Related papers: Discrete Diffusion Language Model for Long Text Summarization

Discrete Diffusion Language Model for Long Text Summarization

URL: http://arxiv.org/abs/2407.10998v1
Date: Tue, 25 Jun 2024 09:55:22 GMT
Title: Discrete Diffusion Language Model for Long Text Summarization
Authors: Do Huu Dat, Do Duc Anh, Anh Tuan Luu, Wray Buntine,
Abstract summary: We introduce a novel semantic-aware noising process that enables Transformer backbones to handle long sequences effectively.
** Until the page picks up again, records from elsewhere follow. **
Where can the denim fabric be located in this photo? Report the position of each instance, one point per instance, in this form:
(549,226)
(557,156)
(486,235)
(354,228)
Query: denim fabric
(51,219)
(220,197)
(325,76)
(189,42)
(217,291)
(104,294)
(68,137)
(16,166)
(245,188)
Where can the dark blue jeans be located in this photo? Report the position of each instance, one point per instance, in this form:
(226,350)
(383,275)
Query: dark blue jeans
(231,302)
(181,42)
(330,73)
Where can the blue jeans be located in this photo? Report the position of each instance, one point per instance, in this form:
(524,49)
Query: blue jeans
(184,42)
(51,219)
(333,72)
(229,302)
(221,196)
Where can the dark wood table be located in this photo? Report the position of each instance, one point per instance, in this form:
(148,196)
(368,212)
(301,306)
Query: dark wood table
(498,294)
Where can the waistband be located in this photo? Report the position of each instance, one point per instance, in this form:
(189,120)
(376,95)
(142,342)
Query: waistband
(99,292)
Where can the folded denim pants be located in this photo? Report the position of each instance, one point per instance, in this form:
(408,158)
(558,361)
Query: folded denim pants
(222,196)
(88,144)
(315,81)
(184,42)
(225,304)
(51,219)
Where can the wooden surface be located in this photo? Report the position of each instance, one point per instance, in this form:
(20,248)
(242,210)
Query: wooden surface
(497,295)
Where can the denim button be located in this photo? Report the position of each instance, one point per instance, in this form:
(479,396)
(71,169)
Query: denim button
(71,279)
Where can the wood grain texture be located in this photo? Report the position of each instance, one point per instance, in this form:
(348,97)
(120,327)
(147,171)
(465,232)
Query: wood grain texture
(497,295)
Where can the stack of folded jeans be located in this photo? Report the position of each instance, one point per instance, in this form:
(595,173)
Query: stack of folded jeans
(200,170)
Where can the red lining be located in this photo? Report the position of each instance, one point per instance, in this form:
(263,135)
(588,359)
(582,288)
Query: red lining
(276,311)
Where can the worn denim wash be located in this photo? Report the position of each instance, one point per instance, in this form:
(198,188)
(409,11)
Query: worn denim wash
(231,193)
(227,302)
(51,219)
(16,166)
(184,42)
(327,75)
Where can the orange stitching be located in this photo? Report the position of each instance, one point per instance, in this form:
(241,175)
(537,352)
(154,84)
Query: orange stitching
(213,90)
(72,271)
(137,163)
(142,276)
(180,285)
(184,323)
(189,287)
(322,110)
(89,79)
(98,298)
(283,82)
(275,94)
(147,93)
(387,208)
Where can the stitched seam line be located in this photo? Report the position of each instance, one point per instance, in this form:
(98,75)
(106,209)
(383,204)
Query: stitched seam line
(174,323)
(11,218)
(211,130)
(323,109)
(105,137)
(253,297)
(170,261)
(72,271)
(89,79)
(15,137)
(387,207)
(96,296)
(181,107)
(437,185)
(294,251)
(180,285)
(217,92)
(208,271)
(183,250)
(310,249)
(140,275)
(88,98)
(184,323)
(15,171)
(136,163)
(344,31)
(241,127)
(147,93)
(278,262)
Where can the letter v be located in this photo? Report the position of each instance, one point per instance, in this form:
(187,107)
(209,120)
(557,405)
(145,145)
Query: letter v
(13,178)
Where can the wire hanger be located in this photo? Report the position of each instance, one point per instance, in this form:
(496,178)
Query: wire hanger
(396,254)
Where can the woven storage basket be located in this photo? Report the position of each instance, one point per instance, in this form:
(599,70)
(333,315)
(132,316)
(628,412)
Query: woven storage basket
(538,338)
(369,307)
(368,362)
Our approaches achieve state-of-the-art performance on three benchmark summarization datasets: Gigaword, CNN/DailyMail, and Arxiv.
Score: 19.267738861590487
License: http://creativecommons.org/licenses/by/4.0/
Abstract: While diffusion models excel at conditional generating high-quality images, prior works in discrete diffusion models were not evaluated on conditional long-text generation. In this work, we address the limitations of prior discrete diffusion models for conditional long-text generation, particularly in long sequence-to-sequence tasks such as abstractive summarization. Despite fast decoding speeds compared to autoregressive methods, previous diffusion models failed on the abstractive summarization task due to the incompatibility between the backbone architectures and the random noising process. To overcome these challenges, we introduce a novel semantic-aware noising process that enables Transformer backbones to handle long sequences effectively. Additionally, we propose CrossMamba, an adaptation of the Mamba model to the encoder-decoder paradigm, which integrates seamlessly with the random absorbing noising process. Our approaches achieve state-of-the-art performance on three benchmark summarization datasets: Gigaword, CNN/DailyMail, and Arxiv, outperforming existing discrete diffusion models on ROUGE metrics as well as possessing much faster speed in inference compared to autoregressive models.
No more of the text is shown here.